Monday, 16 July 2018: 16:00
Oral Presentation
Masaya LLAVANERAS BLANCO, Wilfrid Laurier University - Balsillie School of International Affairs, Canada
Together with sex work and petit trade, domestic work is one of the three main sources of income for Haitian migrant women in the Dominican Republic (Petrozzielo and Wooding, 2013). I argue that care work and other forms of intimate labour (Boris and Parreñas, 2010), paid and unpaid, are at the heart of Haitian migrant women’s migration experience as a strategy for survival. In other words: they provide intimate labour in order to survive. My argument draws on extensive qualitative data collected through interviews and focus groups held in Haitian and Dominican border towns, bateyes (sugar plantation communities) in south-west DR, and Santo Domingo, the Dominican capital, with Haitian women who work as domestic workers in the DR. Their testimonies frequently refer to the provision of unpaid care work to distant relatives that host them when newly-arrived (often as children or youth) as well as the provision of similar work for adult men who they meet upon arrival and who provide shelter and limited social protection in exchange for unpaid care and other forms of intimate labour, including sex.
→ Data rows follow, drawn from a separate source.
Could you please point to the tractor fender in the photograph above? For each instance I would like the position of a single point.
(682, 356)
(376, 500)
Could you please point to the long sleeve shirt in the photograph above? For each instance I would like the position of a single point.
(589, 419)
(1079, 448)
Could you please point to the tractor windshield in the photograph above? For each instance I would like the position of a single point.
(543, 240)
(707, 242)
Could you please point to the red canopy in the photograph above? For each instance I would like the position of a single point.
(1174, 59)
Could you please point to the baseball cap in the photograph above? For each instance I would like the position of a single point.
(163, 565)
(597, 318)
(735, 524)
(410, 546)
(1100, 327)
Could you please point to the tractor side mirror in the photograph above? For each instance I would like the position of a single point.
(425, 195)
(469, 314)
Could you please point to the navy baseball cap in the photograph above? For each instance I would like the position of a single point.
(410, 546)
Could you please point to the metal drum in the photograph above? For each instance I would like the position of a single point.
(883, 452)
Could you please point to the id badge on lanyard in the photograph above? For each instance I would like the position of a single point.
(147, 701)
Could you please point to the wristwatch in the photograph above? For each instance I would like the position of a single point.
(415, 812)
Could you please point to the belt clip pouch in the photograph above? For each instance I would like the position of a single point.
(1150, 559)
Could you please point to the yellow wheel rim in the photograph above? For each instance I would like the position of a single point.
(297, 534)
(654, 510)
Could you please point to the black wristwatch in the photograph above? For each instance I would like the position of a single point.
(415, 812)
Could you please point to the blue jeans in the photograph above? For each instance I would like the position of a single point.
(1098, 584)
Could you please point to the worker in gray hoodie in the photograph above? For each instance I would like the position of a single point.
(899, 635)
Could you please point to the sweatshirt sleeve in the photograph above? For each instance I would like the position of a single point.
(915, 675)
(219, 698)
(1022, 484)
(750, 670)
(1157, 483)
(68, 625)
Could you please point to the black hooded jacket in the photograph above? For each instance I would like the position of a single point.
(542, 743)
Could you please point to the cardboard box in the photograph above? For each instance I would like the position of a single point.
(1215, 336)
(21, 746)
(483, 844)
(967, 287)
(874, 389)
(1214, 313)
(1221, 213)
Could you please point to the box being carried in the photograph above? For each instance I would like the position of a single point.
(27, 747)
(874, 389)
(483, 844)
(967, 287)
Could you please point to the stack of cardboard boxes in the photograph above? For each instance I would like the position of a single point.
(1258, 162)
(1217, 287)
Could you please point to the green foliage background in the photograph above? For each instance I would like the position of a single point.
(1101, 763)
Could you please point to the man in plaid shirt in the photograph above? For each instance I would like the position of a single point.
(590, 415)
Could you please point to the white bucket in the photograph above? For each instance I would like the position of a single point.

Informants narrate these arrival arrangements as a matter of survival, and often portray them as foundational to the formation of their families and as training for their future incursions in the labour market. In this context, the boundaries between paid and unpaid care work, transactional sex, and other forms of intimate labour are often blurred in the quest for survival that permeates their migration experiences.